Hiszpanie mają niesamowitą jakość i ją pokazują. Jestem daleki od tego, aby mówić, że grają tutaj na razie na 70-80 procent swoich możliwości. My niestety mieliśmy trochę trudniejsze - bardzo łagodnie to określając - losowanie, w związku z tym nasze mecze były cięższe i wyniki inne. W środę wychodzimy na Hiszpanów i wierzę, że zagramy o niebo lepiej niż w dwóch ostatnich spotkaniach – zapewnił trener Rombel.
Szkoleniowcem Los Hispanos jest Jordi Ribera, który zespół narodowy prowadzi od roku 2016. Trójka jego podopiecznych, bracia Alex i Daniel Dujshebaev oraz Miguel Sanchez-Migallon bardzo dobrze jest znana polskim kibicom z racji występów w Industrii Kielce. To nie im w środowy wieczór będzie sprzyjała zdecydowana większość kibiców w krakowskiej Tauron Arenie.

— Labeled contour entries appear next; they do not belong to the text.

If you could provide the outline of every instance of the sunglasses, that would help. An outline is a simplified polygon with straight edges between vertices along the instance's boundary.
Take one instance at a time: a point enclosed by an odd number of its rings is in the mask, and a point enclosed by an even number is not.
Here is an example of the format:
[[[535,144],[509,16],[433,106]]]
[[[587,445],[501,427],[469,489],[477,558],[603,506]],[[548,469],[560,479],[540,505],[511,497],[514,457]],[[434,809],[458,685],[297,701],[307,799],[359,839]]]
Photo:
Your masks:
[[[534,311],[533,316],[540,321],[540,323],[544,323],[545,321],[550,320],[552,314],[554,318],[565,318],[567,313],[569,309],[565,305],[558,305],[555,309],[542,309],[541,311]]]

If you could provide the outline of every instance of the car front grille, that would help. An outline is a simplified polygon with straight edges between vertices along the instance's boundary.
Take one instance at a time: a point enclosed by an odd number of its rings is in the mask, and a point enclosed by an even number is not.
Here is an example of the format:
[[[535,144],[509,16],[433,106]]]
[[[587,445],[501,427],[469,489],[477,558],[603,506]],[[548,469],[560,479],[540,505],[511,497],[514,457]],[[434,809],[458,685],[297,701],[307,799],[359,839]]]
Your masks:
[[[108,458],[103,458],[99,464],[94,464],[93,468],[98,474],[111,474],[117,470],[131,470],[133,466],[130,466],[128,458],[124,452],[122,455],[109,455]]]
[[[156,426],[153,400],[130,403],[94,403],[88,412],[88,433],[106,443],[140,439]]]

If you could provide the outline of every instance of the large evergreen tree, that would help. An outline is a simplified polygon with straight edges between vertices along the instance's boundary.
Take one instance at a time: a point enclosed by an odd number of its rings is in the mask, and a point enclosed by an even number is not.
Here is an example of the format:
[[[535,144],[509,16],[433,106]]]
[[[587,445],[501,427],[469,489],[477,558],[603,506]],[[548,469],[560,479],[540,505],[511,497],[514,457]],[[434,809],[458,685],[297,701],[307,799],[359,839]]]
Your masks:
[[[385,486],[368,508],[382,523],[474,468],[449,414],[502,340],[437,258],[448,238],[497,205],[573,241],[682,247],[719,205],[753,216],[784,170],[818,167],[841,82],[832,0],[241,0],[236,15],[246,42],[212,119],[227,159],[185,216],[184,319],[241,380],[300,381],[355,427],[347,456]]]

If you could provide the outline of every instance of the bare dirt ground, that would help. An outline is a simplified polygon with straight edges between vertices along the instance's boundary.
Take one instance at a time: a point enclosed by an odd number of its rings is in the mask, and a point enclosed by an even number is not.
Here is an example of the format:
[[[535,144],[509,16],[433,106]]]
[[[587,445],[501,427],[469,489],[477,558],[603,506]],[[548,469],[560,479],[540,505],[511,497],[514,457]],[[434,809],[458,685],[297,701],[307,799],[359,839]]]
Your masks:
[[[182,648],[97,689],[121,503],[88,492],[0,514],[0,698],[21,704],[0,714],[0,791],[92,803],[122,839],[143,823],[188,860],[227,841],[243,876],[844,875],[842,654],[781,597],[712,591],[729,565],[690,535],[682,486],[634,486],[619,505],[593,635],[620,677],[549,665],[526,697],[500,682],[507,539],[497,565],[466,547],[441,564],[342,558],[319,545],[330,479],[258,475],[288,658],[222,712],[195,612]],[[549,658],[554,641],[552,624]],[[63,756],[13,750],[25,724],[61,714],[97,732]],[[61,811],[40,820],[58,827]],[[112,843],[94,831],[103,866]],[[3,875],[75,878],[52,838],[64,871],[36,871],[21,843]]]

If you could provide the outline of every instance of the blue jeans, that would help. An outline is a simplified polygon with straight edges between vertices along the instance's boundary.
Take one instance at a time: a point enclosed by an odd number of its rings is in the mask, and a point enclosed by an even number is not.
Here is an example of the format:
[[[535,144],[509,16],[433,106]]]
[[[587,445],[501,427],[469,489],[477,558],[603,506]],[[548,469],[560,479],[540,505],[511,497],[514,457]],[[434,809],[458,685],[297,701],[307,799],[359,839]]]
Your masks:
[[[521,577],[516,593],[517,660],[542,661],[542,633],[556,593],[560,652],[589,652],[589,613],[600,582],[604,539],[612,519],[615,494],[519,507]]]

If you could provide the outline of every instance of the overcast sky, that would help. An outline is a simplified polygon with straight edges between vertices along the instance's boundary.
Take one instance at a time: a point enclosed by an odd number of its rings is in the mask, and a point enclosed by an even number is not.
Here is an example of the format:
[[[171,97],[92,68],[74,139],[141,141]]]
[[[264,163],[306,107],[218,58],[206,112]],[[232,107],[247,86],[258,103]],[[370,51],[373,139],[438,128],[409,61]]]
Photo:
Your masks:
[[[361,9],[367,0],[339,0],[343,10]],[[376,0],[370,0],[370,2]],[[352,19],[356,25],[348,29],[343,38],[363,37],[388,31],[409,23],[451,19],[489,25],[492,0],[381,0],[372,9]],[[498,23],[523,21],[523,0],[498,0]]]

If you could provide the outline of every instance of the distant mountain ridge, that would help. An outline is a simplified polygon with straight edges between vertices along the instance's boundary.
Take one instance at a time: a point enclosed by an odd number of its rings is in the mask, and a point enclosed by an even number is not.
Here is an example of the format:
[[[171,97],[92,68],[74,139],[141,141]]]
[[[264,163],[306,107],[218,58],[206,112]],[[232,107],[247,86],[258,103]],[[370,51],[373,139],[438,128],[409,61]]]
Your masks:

Będzie to jubileuszowe, bo 50., spotkanie obu drużyn. Biało-czerwoni wygrali 16 razy, 28 meczów przegrali i pięciokrotnie zanotowano remis. Dwa ostatnie bezpośrednie spotkania o stawkę zakończyły się zwycięstwami Hiszpanii. Tak było podczas Euro 2022 (28:27) i MŚ 2021 (27:26).
W polskiej kadrze aktualnie występuje trzech zawodników, którzy w meczu o brązowy medal MŚ 2015 mieli swój udział w pokonaniu (29:28) po dogrywce Hiszpanii. W Katarze "cegiełkę" do sukcesu dołożyli Przemysław Krajewski, Michał Daszek i Piotr Chrapkowski.